Sadly, only for making partisan political points it seems. A theme of foreign policy debates recently has been: ‘where did the anti-war movement go?’. The protests and venom aimed at George W. Bush’s foreign policy have all but nearly disappeared. The anti-war movement was political motivated, however, just because an action is politically motivated doesn’t necessarily mean it’s wrong. ReasonTV makes an interesting point:

7 Responses to “Anti-war what it is good for?”

  1. Tommy Judd Says:

    How “Lib Dem” is this site? I was a Labour Party liberal who supported the war and particularly loathed the Campbell-Kennedy position (opposition to war unless sanctioned by Chirac, Putin and Hu). Do I deduce from this post Liberal Vision took the more liberal internationalist line of the “Decent Left”?


  2. Sara Scarlett Says:

    Well, sorry if I didn’t make it clear but I am vehemently anti-war in practically all circumstances. So no, Liberal Vision did not take the liberal internationalist line. As far as I’m concerned the Campbell-Kennedy position was not anti-war enough. I would have opposed the war even if it was sanctioned by Chirac, Putin and Hu.

    I think it is a great tragedy the anti-war movement has disappeared and I sincerely hope Libertarians re-ignite it with even more gusto than before 2008.
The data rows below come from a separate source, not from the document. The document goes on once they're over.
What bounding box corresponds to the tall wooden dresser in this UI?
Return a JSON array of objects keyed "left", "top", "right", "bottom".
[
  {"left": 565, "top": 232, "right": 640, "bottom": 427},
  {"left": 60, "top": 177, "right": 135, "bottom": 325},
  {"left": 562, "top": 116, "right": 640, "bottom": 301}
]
    How George W. Bush’s foreign policy can ever be described as akin to that of the “Decent Left” is a mystery to me…


  3. Sara Scarlett Says:

    As to how “Lib Dem” this site is…? Define Lib Dem and I’ll tell you!


  4. Tommy Judd Says:

    Supporting “George W. Bush’s foreign policy” is not the same thing at all as – when it came to a point of yes or no – supporting the overthrow of Saddam’s tikriti mafia by any means necessary. This was the view of Nick Cohen, David Aaronovitch, Christopher Hitchens, Bernard Kouchner and others on the left and it was also mine. It is entirely possible to be a liberal and advocate the export of freedom even if the means chosen are not optimal. A Tunisian overthrow would have been preferable but not possible. I also supported the removal of Idi Amin and Pol Pot even though both were the incidental result of venal invasions.


  5. Sara Scarlett Says:

    Well, I’m not on the ‘left’ or ‘right’ – I’m Libertarian. I’m also not a ‘the means always justify the ends’ kinda gal. So you’re entitled to your opinion. If you want to call them ‘decent’ then so be it. We’ll have to agree to disagree.


  6. Tommy Judd Says:

    Are you a Libertarian pacifist or are there uses of force you and others here would support? I’m asking these questions because I’m looking for a new political home and want to know if it’s with the right of the Lib Dems which you may or may not represent. Regarding “Decent,” it’s become a political label for the likes of Cohen and Aaronovitch even used by their enemies so my use of it didn’t mean anything except that.


  7. Sara Scarlett Says:

    I, personally, wouldn’t use the word pacifist – I don’t think ‘Libertarian’ needs to be clarified in this respect and I can’t speak for any other members of LV. We operate as individuals but share this blog as a platform. I wouldn’t judge the right of the LibDems by this policy alone. However, one of the issues that the left and right of this party often agree on most is the war in Iraq. I’m not familiar with Nick Cohen or his ilk so I can’t really comment.